Yes. Leaked credentials are actively used in credential stuffing attacks years after a breach. If you reused your Fanpass password elsewhere and haven't changed it, those accounts remain at risk today.
Enter your email in the free checker on EmailLeaked. We scan 12 billion+ breach records including the full Fanpass dataset and tell you instantly whether your email was exposed and what data was taken.
Change your Fanpass password immediately, change any other account where you used the same password, enable two-factor authentication on all important accounts, and monitor for phishing emails over the next 90 days.
Who was affected by the Fanpass breach?
The Fanpass data breach affected approximately 112,251 users who had accounts with the service. While not the largest breach on record, it still represents a significant number of compromised accounts in our database of 970+ known breaches.
If you ever created an account with Fanpass or used their services, your data may have been included in this breach. Check your email now to find out. You can also read our guide on what to do immediately after a data breach.

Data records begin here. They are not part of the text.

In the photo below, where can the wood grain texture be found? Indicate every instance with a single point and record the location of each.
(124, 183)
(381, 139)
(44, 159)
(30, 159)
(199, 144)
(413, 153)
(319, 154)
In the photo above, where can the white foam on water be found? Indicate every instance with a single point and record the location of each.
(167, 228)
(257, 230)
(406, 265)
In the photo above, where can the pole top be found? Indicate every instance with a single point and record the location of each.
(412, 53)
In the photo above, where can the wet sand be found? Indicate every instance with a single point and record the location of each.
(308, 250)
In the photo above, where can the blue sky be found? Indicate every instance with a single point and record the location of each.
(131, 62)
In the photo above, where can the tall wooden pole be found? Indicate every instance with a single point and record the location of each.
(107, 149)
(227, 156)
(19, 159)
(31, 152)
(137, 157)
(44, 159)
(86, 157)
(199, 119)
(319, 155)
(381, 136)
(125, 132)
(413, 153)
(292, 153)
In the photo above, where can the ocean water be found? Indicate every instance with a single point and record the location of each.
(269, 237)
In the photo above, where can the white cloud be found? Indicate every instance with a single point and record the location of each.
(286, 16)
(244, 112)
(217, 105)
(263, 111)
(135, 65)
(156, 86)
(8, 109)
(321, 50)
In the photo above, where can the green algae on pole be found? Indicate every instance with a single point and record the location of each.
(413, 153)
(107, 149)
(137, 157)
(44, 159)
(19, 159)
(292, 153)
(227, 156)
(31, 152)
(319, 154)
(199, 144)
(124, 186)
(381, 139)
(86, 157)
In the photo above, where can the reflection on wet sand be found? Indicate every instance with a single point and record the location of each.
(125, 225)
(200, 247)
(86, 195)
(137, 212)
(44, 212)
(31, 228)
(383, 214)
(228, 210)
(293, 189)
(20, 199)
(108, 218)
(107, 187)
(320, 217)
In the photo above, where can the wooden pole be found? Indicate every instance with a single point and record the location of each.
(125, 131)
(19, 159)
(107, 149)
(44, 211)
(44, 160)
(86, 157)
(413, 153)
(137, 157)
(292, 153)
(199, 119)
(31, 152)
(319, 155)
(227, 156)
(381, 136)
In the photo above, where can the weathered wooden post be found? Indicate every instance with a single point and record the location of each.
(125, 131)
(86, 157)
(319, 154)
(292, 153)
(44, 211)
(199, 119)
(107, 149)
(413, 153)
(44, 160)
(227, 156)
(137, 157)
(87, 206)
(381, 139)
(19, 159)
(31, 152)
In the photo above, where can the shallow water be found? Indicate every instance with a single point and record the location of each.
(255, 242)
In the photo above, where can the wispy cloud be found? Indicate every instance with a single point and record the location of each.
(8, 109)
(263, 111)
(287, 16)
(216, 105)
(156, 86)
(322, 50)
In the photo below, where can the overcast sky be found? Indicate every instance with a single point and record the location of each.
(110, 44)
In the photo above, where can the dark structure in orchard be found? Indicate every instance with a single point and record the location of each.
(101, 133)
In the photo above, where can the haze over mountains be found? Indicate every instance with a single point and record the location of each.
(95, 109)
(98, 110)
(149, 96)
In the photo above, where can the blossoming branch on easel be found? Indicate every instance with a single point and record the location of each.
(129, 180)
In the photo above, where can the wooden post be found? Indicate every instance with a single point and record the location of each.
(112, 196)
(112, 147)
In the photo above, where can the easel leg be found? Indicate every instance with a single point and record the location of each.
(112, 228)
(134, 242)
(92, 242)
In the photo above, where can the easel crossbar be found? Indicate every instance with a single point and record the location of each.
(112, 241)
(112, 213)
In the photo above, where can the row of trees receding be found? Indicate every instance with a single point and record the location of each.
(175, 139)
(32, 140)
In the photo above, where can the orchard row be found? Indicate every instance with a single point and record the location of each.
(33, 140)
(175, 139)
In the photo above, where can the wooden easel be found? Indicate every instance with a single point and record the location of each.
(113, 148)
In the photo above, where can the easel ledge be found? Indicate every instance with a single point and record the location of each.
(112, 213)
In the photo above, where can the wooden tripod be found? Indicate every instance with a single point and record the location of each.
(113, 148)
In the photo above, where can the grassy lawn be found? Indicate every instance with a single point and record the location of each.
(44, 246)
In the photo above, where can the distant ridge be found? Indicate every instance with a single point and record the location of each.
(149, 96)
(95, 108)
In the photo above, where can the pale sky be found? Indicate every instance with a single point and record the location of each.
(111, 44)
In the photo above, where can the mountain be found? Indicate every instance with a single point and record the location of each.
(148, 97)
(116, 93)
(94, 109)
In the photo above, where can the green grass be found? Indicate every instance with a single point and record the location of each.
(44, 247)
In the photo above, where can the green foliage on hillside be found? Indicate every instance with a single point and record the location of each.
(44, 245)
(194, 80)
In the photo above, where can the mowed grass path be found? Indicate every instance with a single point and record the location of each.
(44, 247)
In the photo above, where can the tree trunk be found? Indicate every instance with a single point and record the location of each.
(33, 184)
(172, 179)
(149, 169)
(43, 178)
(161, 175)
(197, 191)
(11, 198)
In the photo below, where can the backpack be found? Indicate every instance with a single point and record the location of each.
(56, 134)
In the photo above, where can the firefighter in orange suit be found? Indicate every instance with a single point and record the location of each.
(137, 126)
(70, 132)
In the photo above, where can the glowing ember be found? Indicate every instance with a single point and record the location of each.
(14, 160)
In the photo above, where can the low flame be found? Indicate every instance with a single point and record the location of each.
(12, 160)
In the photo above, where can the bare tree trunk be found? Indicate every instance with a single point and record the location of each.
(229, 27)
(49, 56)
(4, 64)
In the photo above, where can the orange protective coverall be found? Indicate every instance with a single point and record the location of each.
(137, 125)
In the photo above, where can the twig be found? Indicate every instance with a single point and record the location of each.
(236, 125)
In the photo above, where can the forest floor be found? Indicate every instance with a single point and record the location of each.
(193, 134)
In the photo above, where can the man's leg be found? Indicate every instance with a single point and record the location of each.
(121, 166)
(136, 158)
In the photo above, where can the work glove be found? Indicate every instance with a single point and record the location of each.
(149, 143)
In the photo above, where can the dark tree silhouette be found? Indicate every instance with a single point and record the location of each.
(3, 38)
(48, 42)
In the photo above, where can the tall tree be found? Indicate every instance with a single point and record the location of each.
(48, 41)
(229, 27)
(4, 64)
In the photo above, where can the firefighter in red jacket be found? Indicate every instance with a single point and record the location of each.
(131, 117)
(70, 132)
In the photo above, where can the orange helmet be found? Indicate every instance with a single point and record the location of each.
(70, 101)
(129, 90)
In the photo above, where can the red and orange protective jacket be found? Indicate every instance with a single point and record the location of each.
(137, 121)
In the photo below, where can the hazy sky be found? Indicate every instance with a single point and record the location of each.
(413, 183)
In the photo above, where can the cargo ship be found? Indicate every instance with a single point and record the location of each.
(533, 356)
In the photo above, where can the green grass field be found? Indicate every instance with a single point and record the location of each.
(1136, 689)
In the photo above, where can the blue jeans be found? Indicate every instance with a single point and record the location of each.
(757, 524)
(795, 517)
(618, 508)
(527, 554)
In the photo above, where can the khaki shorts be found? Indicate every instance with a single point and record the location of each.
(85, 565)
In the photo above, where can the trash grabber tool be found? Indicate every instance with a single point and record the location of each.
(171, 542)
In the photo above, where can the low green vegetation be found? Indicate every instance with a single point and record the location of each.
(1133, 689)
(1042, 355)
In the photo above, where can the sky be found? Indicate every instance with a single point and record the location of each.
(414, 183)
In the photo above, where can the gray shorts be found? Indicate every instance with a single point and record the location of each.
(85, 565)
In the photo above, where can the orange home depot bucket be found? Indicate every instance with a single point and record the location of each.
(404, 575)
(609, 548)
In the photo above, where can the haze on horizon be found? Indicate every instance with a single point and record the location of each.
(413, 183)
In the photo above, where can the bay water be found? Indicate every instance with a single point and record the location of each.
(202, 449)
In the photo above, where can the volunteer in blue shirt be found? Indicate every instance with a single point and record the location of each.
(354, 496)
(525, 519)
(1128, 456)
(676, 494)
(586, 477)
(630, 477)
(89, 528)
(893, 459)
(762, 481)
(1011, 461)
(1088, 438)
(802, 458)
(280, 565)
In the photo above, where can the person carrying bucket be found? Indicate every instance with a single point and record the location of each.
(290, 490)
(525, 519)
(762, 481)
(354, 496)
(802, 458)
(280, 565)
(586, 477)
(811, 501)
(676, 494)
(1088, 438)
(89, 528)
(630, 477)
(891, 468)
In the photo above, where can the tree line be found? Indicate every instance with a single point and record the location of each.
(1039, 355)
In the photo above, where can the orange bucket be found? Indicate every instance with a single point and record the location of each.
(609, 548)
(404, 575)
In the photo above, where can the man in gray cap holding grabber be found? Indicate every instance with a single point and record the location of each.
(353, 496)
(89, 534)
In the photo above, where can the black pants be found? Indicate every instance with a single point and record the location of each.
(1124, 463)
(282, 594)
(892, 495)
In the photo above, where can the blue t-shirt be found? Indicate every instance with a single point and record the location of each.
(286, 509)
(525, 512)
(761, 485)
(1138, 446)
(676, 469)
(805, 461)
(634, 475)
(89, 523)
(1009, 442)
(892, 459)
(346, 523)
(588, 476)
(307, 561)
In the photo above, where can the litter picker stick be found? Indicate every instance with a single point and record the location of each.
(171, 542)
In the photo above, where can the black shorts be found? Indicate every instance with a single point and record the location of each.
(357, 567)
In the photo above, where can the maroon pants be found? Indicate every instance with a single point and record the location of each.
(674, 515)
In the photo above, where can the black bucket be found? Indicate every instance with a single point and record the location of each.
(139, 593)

If your email was in the Fanpass breach
Change your Fanpass password immediately
Go to Fanpass and change your password right now. Use a strong, unique password that you have never used anywhere else.
Change any account sharing that password
If you used the same password on other sites, change it on every one of them. Attackers test stolen credentials on hundreds of popular sites within hours.
Enable two-factor authentication
Turn on 2FA on Fanpass and every important account. Even if your password is known, attackers cannot get in without the second factor.
Check your other accounts for this breach
Run a full email check to see every breach your email appears in — not just this one.